Lesson Objectives[edit]
Collecting Weather Data[edit]
Figure 16.38: Barometers are Mercury columns used to measure air pressure.
To make a weather forecast, the conditions of the atmosphere must be known for that location and for the surrounding area. Temperature, air pressure, and other characteristics of the atmosphere must be measured and the data collected. Thermometers measure temperature. One way to do this is to use a temperature-sensitive material, like mercury, placed in a long,very narrow tube with a bulb. When the temperature is warm, the mercury expands, causing it to rise up the tube. Cool temperatures cause the mercury to contract, bringing the level of the mercury lower in the tube. A scale on the outside of the thermometer matches up with the air temperature.
Because mercury is toxic, most meteorological thermometers no longer use mercury in a bulb. There are many ways to measure temperature. Some digital thermometers use a coiled strip composed of two kinds of metal, each of which conducts heat differently. As the temperature rises and falls, the coil unfolds or curls up tighter. Other modern thermometers measure infrared radiation or electrical resistance. Modern thermometers usually produce digital data that can be fed directly into a computer.
Meteorologists use barometers to measure air pressure (Figure 16.38). A barometer may contain water, air, or mercury. Like thermometers, barometers are now mostly digital. Air pressure measurements are corrected so that the numbers are given as though the barometer were at sea level. This means that only the air pressure is measured instead of also measuring the effect of altitude on air pressure.

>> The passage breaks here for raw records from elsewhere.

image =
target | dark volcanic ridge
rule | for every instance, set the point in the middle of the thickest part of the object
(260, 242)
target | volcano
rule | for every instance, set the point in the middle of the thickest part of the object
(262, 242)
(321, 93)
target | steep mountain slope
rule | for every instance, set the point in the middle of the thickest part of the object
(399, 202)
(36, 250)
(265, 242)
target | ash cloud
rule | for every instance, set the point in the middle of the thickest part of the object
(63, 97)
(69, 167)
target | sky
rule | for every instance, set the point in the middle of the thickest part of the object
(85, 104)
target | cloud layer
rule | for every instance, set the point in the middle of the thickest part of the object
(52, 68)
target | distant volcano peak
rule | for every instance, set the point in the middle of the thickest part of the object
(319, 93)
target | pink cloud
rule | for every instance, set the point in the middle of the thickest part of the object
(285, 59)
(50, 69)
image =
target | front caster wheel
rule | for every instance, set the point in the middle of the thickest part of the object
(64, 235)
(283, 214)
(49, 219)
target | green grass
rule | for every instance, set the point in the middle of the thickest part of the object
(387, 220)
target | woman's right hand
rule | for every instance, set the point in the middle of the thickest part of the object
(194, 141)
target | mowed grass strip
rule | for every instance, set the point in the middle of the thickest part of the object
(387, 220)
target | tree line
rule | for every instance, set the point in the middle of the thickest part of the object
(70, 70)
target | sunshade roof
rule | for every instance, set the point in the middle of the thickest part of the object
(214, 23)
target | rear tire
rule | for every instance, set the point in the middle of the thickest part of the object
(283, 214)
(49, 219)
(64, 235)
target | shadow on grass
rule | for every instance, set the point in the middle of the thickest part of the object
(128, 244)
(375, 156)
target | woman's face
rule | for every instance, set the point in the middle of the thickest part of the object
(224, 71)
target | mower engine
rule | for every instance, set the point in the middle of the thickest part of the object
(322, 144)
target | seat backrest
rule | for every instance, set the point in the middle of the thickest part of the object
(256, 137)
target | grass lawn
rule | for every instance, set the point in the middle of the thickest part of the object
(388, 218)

A change in barometric pressure indicates that a change in weather is coming. If air pressure rises, a high pressure cell is on the way and clear skies can be expected. If pressure falls, a low pressure is coming and will likely bring storm clouds. Barometric pressure data over a larger area can be used to identify pressure systems, fronts and other weather systems.
Other instruments measure different characteristics of the atmosphere. Below is a list of a few of these instruments, along with what they measures:
Figure 16.39: A land-based weather station. Since some of the instruments must be protected from precipitation and direct heat, they are held behind a screen.
These instruments are placed in various locations so that they can check the atmospheric characteristics of that location. Weather stations are located on land, the surface of the sea, and in orbit all around the world (Figure 16.39). According to the WMO, weather information is collected from 15 satellites, 100 stationary buoys, 600 drifting buoys, 3,000 aircraft, 7,300 ships and some 10,000 land-based stations.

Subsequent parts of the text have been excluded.